Besarnya potensi perikanan yang dimiliki membuat KKP membagi wilayah pengelolaan perikanan menjadi 11 bagian atau biasa disebut dengan Wilayah Pengelolaan Perikanan Republik Indonesia (WPP-RI). Hal ini dilakukan dengan tujuan mencapai efisiensi dan efektivitas pengelolaan perikanan yang ada.
Mengacu pada UU Nomor 31 Tahun 2004 Tentang Perikanan sebagaimana diubah dalam UU Nomor 45 Tahun 2009, pengelolaan perikanan terkait erat dengan dua skala pengelolaan sebagaimana dikemukakan oleh Charles (2001), antara lain: (1) skala waktu pengelolaan, dan (2) skala ruang pengelolaan. Dinamika yang ditunjukan dalam konteks pengelolaan perikanan tentunya akan sangat berpengaruh terhadap berbagai pendekatan pengelolaan perikanan.
FAO mengembangkan konsep pengelolaan perikanan dengan pendekatan ekosistem (ecosystem approach to fisheries/EAF). Secara sederhana EAF dapat dipahami sebagai sebuah konsep bagaimana menyeimbangkan antara tujuan sosial ekonomi dalam pengelolaan perikanan (kesejahteraan nelayan, keadilan pemanfaatan sumber daya ikan, dll) dengan tetap mempertimbangkan pengetahuan, informasi dan ketidakpastian tentang komponen biotik, abiotik dan interaksi manusia dalam ekosistem perairan melalui sebuah pengelolaan perikanan yang terpadu, komprehensif dan berkelanjutan.

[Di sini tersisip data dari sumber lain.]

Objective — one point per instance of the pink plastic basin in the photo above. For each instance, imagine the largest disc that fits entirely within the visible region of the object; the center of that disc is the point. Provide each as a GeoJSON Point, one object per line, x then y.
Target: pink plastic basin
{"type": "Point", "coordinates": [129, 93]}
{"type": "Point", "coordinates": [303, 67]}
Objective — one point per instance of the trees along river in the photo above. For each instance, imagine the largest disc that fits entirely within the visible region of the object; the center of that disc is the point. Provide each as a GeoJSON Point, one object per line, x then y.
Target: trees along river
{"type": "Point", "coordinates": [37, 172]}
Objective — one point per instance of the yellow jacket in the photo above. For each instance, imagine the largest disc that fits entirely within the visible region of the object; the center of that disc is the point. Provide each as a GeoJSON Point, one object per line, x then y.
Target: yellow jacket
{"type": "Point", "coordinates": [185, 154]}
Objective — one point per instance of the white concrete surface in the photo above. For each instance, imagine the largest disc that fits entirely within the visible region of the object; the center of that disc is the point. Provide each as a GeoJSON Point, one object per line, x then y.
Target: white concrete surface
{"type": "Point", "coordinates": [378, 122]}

Selasa 25 November – Senin 1 Desember 2014, Direktorat Sumberdaya Ikan Kementrian Kelautan dan Perikanan yang berkolaborasi dengan Pusat Kajian Sumber Daya Pesisir dan Lautan – Institut Pertanian Bogor (PKSPL-IPB), WWF-Indonesia, serta para “Learning Center” atau perwakilan dan LSM yang tersebar dari Aceh hingga Papua melaksanakan kegiatan acara TOT Evaluator EAFM di Hotel Duta Berlian, Dramaga, Bogor.
Pada kegiatan hari pertama Bapak Luky Adrianto selaku perwakilan dari NWG-2 memberikan pengantar mengenai kegiatan TOT EAFM kemudian diteruskan presentasi dari Dr.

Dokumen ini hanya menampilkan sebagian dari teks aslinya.